Author Topic: 24 bit multiplication (Read 19051 times)

ACagliano · « **Reply #15 on:** December 08, 2011, 03:11:20 pm »

Quote from: Xeda112358 on December 08, 2011, 11:36:34 am

Well I am almost positive that using my algorithm would require the use of RAM, even if you used all the shadow registers, too.

Can you help me, conceptually with doing math higher than 2 bytes? Maybe I'll write it myself.

Xeda112358 · « **Reply #16 on:** December 08, 2011, 03:54:25 pm »

Okay, here is some pseudo code for an algorithm that will always work and is fast (each cycle gives the next digit):

Code: [Select]

     0→A
     0→D          ;This is where the result will go
     0→C          ;This is a carry
     For(B,1,12)  ;12 is half the number of input bits
     D+D→D        ;We want to shift D left
     D+D+1→C      ;The difference of consecutive squares?
     A<<E         ;rotate E left, then rotate the carry into A
     A<<E         ;In z80, "rlc e \ rla"
     If A>=C      ;If A is greater than or equal to C
       D+1→D
       A-C→A
     End
;You will need an input       (24 bits in the above example)
;You will need an output      (12 bits in the above example)
;You will need a counter      (4 bits in the above example)
;You will need an accumulator (24 bits in the above example)
;You will need a carry        (13 bits in the above example)
;
;You will need at least       (77 bits in the above example)

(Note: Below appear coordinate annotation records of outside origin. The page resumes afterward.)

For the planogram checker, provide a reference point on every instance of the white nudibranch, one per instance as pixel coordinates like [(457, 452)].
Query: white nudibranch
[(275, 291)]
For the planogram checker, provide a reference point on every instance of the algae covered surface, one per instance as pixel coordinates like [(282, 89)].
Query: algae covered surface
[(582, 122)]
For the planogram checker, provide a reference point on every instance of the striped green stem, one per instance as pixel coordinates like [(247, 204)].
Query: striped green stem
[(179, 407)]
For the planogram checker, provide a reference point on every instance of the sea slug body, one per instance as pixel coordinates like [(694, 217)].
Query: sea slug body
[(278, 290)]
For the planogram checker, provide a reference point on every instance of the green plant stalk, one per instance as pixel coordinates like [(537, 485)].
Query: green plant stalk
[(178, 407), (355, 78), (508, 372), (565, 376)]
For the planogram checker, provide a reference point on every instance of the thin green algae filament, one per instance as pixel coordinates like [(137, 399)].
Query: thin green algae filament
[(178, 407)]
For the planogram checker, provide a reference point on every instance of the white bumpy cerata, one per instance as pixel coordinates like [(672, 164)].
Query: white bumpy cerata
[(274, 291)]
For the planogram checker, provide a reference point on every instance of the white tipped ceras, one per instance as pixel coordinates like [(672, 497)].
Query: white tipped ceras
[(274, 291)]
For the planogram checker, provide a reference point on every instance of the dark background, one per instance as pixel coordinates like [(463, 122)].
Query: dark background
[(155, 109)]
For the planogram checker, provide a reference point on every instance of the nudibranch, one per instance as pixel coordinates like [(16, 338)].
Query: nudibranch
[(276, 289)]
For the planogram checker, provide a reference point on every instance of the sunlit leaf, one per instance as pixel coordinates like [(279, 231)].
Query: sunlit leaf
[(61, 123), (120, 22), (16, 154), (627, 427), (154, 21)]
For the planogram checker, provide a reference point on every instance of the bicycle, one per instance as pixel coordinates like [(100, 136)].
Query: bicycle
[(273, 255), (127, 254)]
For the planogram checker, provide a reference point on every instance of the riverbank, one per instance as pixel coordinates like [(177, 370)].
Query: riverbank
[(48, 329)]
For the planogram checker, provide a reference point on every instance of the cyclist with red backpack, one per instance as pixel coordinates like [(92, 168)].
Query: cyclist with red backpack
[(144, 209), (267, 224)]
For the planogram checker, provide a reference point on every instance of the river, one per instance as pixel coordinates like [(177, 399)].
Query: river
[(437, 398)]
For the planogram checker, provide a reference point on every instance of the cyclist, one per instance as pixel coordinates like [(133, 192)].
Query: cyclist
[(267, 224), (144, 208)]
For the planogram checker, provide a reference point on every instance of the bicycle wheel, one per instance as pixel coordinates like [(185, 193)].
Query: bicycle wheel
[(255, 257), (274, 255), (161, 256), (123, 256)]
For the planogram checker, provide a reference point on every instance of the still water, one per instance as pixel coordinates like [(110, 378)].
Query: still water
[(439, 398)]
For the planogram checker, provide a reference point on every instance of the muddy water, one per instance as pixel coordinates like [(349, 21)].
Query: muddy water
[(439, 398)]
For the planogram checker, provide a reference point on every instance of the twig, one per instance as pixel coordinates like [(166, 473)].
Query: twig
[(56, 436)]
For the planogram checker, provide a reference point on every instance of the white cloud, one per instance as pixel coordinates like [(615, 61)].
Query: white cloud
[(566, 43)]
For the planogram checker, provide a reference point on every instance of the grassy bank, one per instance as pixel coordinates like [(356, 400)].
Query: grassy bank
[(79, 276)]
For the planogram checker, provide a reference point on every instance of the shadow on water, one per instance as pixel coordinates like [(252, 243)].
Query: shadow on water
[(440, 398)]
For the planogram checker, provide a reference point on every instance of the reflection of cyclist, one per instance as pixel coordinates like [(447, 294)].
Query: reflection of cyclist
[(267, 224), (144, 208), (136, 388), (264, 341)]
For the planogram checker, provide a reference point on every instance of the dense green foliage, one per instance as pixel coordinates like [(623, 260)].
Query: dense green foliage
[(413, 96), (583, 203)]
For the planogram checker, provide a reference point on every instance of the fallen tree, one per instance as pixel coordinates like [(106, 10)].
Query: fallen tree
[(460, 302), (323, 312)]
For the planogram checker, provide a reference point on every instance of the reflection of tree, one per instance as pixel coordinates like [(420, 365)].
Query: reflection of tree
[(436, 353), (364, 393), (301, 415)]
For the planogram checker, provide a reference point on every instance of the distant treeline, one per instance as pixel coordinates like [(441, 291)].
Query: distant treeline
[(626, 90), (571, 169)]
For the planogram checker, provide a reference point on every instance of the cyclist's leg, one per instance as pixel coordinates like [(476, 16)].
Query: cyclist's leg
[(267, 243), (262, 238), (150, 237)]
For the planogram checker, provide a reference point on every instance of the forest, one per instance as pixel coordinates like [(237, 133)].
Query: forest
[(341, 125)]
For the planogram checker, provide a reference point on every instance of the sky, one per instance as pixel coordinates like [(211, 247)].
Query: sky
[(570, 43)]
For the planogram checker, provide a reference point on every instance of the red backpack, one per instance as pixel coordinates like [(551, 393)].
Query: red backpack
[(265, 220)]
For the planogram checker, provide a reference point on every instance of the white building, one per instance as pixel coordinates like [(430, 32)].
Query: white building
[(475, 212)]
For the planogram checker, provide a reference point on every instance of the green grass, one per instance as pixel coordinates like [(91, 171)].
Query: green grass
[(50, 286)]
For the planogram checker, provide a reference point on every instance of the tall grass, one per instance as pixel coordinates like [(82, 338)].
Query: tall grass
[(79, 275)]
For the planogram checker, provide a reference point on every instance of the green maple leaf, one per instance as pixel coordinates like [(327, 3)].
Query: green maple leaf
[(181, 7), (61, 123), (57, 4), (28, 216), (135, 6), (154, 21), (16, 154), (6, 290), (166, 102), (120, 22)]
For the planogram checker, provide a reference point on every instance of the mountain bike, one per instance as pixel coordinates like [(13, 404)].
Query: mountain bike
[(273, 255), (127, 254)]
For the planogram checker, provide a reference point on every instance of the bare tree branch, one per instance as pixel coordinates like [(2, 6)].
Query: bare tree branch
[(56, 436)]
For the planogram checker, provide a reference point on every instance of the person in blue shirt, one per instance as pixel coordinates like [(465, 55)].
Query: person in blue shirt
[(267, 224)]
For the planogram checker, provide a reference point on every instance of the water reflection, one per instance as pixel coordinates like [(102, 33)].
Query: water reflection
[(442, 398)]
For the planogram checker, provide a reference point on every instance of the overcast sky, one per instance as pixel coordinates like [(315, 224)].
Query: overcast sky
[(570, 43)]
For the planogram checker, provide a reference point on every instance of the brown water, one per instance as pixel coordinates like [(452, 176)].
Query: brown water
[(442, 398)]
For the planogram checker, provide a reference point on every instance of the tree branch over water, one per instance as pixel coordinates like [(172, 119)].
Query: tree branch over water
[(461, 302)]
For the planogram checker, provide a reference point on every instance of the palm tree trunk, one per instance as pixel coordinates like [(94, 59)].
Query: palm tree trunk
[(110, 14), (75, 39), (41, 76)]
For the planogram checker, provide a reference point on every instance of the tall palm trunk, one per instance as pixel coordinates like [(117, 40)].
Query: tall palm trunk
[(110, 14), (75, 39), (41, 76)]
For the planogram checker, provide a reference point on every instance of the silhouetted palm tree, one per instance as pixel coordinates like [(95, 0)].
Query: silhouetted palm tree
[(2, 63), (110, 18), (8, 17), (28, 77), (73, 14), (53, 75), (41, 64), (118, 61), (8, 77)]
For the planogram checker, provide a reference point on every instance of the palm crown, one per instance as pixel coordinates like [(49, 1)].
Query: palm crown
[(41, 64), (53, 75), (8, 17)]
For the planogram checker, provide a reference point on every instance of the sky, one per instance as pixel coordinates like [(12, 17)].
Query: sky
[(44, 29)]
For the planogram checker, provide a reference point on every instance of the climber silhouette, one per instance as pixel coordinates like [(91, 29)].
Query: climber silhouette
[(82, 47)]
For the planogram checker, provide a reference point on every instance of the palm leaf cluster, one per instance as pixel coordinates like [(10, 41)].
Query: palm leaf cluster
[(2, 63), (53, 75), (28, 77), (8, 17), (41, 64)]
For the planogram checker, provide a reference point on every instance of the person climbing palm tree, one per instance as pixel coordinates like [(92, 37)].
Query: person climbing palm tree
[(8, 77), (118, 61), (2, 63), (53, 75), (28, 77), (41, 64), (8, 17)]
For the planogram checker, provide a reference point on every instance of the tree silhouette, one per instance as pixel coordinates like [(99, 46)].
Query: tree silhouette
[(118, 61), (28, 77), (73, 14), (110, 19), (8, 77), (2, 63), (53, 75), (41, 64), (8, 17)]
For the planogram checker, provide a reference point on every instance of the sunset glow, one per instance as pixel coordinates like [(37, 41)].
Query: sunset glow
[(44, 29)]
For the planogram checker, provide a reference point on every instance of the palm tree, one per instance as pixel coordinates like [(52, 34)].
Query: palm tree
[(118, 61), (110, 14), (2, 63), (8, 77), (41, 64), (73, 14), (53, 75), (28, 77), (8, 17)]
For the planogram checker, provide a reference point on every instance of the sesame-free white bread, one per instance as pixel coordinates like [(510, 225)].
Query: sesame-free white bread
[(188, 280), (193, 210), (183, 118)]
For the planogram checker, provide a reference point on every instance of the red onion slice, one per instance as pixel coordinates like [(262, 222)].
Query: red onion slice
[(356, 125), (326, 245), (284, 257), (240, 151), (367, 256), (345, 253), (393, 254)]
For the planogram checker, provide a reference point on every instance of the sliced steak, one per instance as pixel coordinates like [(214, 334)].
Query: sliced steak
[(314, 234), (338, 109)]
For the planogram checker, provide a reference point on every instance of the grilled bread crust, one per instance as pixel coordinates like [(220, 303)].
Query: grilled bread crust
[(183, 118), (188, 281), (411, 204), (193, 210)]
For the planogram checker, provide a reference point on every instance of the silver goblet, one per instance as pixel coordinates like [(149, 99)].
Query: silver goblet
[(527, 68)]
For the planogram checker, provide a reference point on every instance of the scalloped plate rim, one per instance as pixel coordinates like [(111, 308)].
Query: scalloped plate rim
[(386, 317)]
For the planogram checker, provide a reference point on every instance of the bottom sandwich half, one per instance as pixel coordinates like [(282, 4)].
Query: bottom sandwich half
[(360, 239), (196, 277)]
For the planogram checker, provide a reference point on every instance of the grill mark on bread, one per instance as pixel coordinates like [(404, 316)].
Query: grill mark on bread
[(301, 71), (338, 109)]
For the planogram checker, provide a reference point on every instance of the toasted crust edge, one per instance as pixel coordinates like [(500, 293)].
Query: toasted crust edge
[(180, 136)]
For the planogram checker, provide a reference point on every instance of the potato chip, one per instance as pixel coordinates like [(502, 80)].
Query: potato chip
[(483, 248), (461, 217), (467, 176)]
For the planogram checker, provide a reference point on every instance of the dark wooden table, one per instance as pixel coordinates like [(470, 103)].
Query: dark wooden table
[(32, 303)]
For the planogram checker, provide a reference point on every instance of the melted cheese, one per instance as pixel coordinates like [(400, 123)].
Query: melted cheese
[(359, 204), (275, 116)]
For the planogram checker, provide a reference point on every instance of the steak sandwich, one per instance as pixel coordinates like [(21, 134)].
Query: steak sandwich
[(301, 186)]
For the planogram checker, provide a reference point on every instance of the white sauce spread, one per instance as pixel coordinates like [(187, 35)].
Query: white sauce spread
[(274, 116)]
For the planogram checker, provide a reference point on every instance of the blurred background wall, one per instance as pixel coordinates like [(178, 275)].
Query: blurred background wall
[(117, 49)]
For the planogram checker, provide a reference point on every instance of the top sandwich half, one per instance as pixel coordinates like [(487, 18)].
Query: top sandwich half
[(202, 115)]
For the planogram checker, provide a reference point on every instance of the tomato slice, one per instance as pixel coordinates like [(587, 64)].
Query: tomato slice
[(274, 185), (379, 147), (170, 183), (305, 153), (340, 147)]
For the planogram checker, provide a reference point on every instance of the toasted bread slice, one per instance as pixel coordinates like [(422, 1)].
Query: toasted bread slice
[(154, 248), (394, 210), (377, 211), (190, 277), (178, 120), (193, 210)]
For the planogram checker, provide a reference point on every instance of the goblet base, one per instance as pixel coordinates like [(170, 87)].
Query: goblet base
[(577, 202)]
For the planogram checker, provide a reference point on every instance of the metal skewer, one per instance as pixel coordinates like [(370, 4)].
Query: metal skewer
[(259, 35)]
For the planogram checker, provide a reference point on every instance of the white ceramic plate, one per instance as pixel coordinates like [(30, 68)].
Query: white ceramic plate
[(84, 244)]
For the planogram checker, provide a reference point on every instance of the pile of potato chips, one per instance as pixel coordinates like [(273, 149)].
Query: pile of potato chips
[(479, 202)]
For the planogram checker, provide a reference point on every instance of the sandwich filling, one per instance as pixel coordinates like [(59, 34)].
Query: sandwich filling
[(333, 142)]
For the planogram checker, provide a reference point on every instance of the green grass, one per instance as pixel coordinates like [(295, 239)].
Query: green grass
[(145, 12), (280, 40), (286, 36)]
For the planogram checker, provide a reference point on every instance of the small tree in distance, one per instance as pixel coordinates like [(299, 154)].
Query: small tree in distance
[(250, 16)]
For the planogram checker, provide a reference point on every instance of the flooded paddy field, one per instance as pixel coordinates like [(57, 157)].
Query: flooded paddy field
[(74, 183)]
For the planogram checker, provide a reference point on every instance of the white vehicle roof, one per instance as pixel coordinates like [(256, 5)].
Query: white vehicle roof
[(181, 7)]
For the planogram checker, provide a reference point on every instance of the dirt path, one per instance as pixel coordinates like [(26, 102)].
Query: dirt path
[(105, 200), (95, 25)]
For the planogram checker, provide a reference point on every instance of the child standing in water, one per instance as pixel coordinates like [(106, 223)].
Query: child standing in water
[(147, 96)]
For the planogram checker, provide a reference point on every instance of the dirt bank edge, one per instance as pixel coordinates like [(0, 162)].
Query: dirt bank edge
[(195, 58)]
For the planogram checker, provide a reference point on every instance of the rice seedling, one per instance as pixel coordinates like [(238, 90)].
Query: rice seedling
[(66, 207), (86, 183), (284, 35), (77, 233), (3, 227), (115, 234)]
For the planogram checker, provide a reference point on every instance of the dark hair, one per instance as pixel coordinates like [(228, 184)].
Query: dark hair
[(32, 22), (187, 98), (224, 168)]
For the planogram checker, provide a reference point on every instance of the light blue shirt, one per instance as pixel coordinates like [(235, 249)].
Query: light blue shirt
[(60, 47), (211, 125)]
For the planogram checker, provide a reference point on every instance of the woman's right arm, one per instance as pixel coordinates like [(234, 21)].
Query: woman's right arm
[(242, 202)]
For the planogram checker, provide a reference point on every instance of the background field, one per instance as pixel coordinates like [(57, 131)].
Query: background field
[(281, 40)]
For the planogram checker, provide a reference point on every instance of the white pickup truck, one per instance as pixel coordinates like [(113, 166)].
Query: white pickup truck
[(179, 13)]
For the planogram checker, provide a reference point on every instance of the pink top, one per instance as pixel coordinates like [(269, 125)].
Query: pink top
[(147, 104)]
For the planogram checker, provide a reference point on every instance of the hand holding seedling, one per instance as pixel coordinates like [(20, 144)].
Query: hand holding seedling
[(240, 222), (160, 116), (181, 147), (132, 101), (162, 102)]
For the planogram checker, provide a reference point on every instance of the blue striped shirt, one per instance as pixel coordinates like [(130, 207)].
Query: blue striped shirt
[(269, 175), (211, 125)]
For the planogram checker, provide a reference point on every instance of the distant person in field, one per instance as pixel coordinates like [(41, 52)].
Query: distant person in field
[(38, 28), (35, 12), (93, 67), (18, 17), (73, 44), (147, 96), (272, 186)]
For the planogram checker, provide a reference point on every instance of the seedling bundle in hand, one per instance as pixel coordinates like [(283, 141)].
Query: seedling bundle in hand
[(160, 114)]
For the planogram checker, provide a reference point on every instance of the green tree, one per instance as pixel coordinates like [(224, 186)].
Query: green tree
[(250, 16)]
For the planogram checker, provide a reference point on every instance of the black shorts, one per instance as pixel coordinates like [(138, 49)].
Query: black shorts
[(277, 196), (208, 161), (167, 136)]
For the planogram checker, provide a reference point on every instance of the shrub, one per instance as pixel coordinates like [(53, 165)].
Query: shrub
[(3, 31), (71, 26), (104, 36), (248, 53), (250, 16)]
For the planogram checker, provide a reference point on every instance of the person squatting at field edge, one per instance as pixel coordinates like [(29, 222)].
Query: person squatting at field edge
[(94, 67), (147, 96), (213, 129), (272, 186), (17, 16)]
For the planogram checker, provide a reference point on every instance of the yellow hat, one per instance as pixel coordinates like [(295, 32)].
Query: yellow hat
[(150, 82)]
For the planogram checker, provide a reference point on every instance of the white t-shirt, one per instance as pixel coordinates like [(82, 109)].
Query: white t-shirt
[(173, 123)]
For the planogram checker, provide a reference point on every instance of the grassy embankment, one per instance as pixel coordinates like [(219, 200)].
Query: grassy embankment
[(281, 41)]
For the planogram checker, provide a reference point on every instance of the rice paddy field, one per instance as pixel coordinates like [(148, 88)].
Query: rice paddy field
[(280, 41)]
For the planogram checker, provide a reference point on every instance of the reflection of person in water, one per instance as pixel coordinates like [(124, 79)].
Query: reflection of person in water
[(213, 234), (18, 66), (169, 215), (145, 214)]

So for a simple 8-bit implementation in Z80 code:

Code: [Select]

;===============================================================
sqrtE:
;===============================================================
;Input:
;     E is the value to find the square root of
;Outputs:
;     A is E-D^2
;     B is 0
;     D is the result
;     E is not changed
;     HL is not changed
;Destroys:
;     C=2D+1 if D is even, 2D-1 if D is odd

        xor a               ;1      4         4
        ld d,a              ;1      4         4
        ld c,a              ;1      4         4
        ld b,4              ;2      7         7
sqrtELoop:
        rlc d               ;2      8        32
        ld c,d              ;1      4        16
        scf                 ;1      4        16
        rl c                ;2      8        32

        rlc e               ;2      8        32
        rla                 ;1      4        16
        rlc e               ;2      8        32
        rla                 ;1      4        16

        cp c                ;1      4        16
        jr c,$+4            ;4    12|15      48+3x
          inc d             ;--    --        --
          sub c             ;--    --        --
        djnz sqrtELoop      ;2    13|8       47
        ret                 ;1     10        10

If you want to refine the accuracy to round to the nearest integer, you can add this code to the end of the Z80 code:

Code: [Select]

        cp d                ;1      4         4
        jr c,$+3            ;3    12|11     12|11
          inc d             ;--    --        --

It takes advantage of the linear differences of a quadratic (meaning (a(x+1)²+b(x+1)+c)-(ax²+bx+c) is a lnear equation)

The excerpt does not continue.